Over the years, there have been efforts to improve information technology (IT) operations, most critically, its relationship with the business and its role in the vision and strategy of the organization (Radeke, 2010). This has led to improvement in the processes and activities in the computing environment of many organizations. According to Kang et al. (2009, p. 3275), using an Enterprise Architecture (EA), enterprises can manage strategies, flexible processes, and supportive resources systematically and can maintain their relations such as: relations between business strategies and execution processes, relations between execution processes and supportive enterprise resources, and so on. Despite these efforts, some organizations still find it difficult to realize the full potential of their IT investments and others are considered woeful. Unfortunately, none of these efforts seem to have solved the problems of how to ensure that the organization’s goals are properly met, and that the best value is achieved from investments in new information technology infrastructure (Kilpeläinen, 2007).

EA is a technical mechanism which defines the role of the business, information, technical and application architectures that best enable the business needs of the enterprise, and it provides the migration plan which moves the enterprise from the current to the future architecture. This definition is provided to guide the study. This definition is buttress by many studies such Harmon (2009) who argued that architecture is becoming the prime representation of the enterprise. It is being used more and more as the basis for determining enhancement requirements and rationalizing investments in capability development.

In the last decade, EA has become a popular topic of debate and discussion in recent years, primarily in the IT industry but also elsewhere (Ross et al., 2006). Despite the interest, it is very difficult to find an organization that has successfully designed, developed, implemented and institutionalized the EA concept. In some organizations, EA has been well developed as a blueprint but was never implemented (Armour, et al., 2007), while other organizations experienced challenges during implementation (Iyamu, 2010). In a similar study, Zachman (1987, p. 281) points out that “Many organizations face complex and unwielding challenges in assessing and articulating the components required in the implementation of EA in their organizations”. Institutionalization of EA has not been a smooth process. This is attributed to the importance attached to the subject.

In this study, institutionalization is the process where a practice is assimilated into the norm. It is not easily disassociated, dismantled or re-designed. Callon (1991) refers to institutionalization as the degree of irreversibility, which depends on

  • 1.

    The extent to which it is subsequently impossible to go back to a point where that translation was only one amongst others, and

  • 2.

    The extent to which it shapes and determines subsequent translations.

The general expectation is that the EA is a promising means of reducing the development cycle time and cost, thus improving quality, and leveraging existing efforts by constructing and applying multi-use and reuse of assets such as patterns, components, and frameworks. The study explored whether, in practice, there is conspiracy which makes EA difficult to be delivered more successfully than one is led to believe by debates and discussions (Yin, 2003).

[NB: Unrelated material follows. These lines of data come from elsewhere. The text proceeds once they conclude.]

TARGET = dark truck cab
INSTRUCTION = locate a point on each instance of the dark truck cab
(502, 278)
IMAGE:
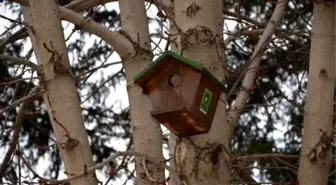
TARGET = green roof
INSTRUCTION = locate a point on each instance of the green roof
(197, 66)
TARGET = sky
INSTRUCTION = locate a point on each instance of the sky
(119, 94)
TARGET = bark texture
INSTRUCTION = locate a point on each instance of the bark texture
(61, 97)
(202, 159)
(147, 135)
(316, 154)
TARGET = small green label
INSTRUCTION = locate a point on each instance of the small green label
(205, 101)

As such, the problematisation, development and implementation of the EA are critical to the success or failure of its institutionalization. The non-technical factors such as people and policy are critical in the development, implementation and practice of the EA in the organisations. The enrolment of employees in the implementation of the EA primarily dictates its competitive advantage particularly in large organizations. EA is fundamental to processes and activities in the computing environment, this including selection of technologies and modelling of business patterns. Some of the challenges in the deployment of the EA include skill-set. According to Burke (2007), not everyone is an architect. Other challenges include the lack of alignment between IT and Business.